Q17 Machine learning - RidgeRegression (Long/Short); there is an error in the code

EDDIEE

The loop "for asset_name in asset_name_all:" creates a model for each asset, but the individual models are never saved. At the end, the model for the last asset is returned and all the predictions are created based on this last model (asset 'XRP').

def train_model(data):
"""Create and train the models working on an asset-by-asset basis."""

asset_name_all = data.coords['asset'].values

data = data.sel(time=slice('2013-05-01',None)) # cut the noisy data head before 2013-05-01

features_all = get_features(data)
target_all = get_target_classes(data)

model = create_model()

for asset_name in asset_name_all:
    
    # drop missing values:
    target_cur = target_all.sel(asset=asset_name).dropna('time', 'any')
    features_cur = features_all.sel(asset=asset_name).dropna('time', 'any')

    # align features and targets:
    target_for_learn_df, feature_for_learn_df = xr.align(target_cur, features_cur, join='inner')

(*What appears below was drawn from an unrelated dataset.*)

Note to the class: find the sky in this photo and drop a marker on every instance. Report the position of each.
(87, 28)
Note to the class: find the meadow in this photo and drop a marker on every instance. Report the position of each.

    if len(features_cur.time) < 10:
        # not enough points for training
        continue

    
    
    try:
        model.fit(feature_for_learn_df.values, target_for_learn_df)
    except KeyboardInterrupt as e:
        raise e
    except:
        logging.exception('model training failed')

return model

support

@eddiee Thanks a lot. If you have some good fix, could you upload it to our repo in github? Or send a snippet here, we will happily update it. Sorry for the issue.

EDDIEE

@support

This is a possible fix, but no gurantee. You have to adjust also the prediction function.

def train_model(data):
"""Create and train the models working on an asset-by-asset basis."""

models = dict()

asset_name_all = data.coords['asset'].values

data = data.sel(time=slice('2013-05-01',None)) # cut the noisy data head before 2013-05-01

features_all = get_features(data)
target_all = get_target_classes(data)

model = create_model()

for asset_name in asset_name_all:

# drop missing values:
target_cur = target_all.sel(asset=asset_name).dropna('time', 'any')
features_cur = features_all.sel(asset=asset_name).dropna('time', 'any')

# align features and targets:
target_for_learn_df, feature_for_learn_df = xr.align(target_cur, features_cur, join='inner')

if len(features_cur.time) < 10:
    # not enough points for training
    continue



try:
    model.fit(feature_for_learn_df.values, target_for_learn_df)
    models[asset_name] = model
except KeyboardInterrupt as e:
    raise e
except:
    logging.exception('model training failed')

return models

aluminum.pig

This post is deleted!